Con este título, el gran catedrático español de Sociología Jesús Ibáñez -perspicaz analista de la sociedad de consumo desde la metodología sociológica cualitativa y excelente profesor- publicó en 1976 un artículo analizando los cambios en el sector del vino en la revista cultural Cuadernos para el Diálogo. Esta reflexión la incorporó en su libro Para una sociología de la vida cotidiana, editado por Siglo XXI. Desde luego que ha pasado no solo tiempo, sino que han sucedido muchos cambios en la sociedad española. Y el mundo del vino no es ajeno a ello. Su transformación ha sido profunda, desde el desarrollo tecnológico, dentro de la bodega primero y ahora en el campo, hasta el cambio en las propuestas de estilos, el redescubrimiento de zonas y variedades, el lavado de cara en la imagen, los nuevos enólogos o el despegue de los sumilleres. Aunque hemos visto muchas y nuevas bodegas con el boom del vino y la influencia de los medios de comunicación, observamos cómo el consumo sigue cayendo y cómo, en la actual coyuntura, las bodegas buscan nuevos paradigmas. Y me pregunto: ¿qué escribiría ahora Jesús Ibáñez sobre la situación del vino en España?

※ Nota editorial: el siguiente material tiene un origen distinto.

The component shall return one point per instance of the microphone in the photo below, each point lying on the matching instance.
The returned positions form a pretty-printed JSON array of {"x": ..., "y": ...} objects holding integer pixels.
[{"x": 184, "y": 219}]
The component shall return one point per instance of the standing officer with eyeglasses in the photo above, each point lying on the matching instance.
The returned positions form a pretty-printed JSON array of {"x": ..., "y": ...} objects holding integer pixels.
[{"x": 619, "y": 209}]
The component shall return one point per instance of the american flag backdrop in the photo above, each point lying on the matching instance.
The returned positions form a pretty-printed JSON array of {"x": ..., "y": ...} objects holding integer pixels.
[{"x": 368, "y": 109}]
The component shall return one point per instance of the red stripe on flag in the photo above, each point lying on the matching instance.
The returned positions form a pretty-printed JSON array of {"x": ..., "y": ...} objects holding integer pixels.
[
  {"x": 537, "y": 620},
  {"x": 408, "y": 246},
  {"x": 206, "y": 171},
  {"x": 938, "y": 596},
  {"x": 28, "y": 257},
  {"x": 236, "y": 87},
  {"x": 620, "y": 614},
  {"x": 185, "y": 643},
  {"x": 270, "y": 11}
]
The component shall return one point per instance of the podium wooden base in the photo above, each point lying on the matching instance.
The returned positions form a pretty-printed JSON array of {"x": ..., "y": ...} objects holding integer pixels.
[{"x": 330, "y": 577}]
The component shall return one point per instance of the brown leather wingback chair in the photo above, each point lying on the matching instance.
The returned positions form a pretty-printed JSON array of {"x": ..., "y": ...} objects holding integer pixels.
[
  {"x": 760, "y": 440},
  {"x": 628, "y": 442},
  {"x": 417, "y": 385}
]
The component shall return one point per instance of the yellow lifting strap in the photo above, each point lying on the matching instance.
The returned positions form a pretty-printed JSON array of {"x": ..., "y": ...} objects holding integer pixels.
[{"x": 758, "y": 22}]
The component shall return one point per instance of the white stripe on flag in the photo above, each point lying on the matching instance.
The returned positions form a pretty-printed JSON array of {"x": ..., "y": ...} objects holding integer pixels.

“El vino es una obra de arte, y una de las más completas, pues incluye en una unidad superior todas las formas sensibles que pertenecen a los sentidos de la profundidad”, escribía. Defendía como algo único la honradez y paciencia de la crianza del vino, el saber y querer esperar a que produzca sus formas. Y “está muriendo convirtiéndose en un producto muerto: fabricado, no criado”. El mercado marca el ritmo, la tendencia y algunos bodegueros se ajustan a este devenir, al flujo imparable de las ventas. Analizando la situación de aquellos años, y han pasado más de 30, afirmaba que “la enfermedad que produce la muerte del vino es una enfermedad nueva, con un nombre terrible y extraño: marketing”. Ahora lo asumimos como algo necesario y casi imprescindible en la vida cotidiana. No sé si de manera consciente o inconsciente, pero su presencia no nos es ajena.
Hace poco, todos los medios de comunicación se hicieron eco de la anécdota de una mujer en Zaragoza que durante unos días fue protagonista en las redes sociales por su personal restauración del Ecce Homo de la iglesia de su pueblo. “La victoria de la máxima banalidad en el centro de lo sublime” reflexionaba Vicente Verdú en su artículo en El País “Eccehomo: el efecto birria”. Y pocos días después una bodega aragonesa informaba de que “el Ecce Homo ya tiene vino”. Unas 5.000 botellas etiquetadas para vender y otras 20.000 a la espera por el éxito que esperan. Solo es un ejemplo más. Ha habido otros muchos, y los que llegarán. No sé qué opinión merecería esta anécdota al sociólogo, si pensaría que el vino, tal y como lo entendía, está en digna sepultura. O si resucita de vez en cuando, como alma que necesita expresarse.
Lo inmediato, lo efímero, la indeterminación, pasajes de un paisaje fugaz y perecedero. Deseo o necesidad, consumo o deseo de consumir, rumbo o deriva. Todo es válido, todo se puede justificar.
Este es el hombre, esto es lo que vivimos.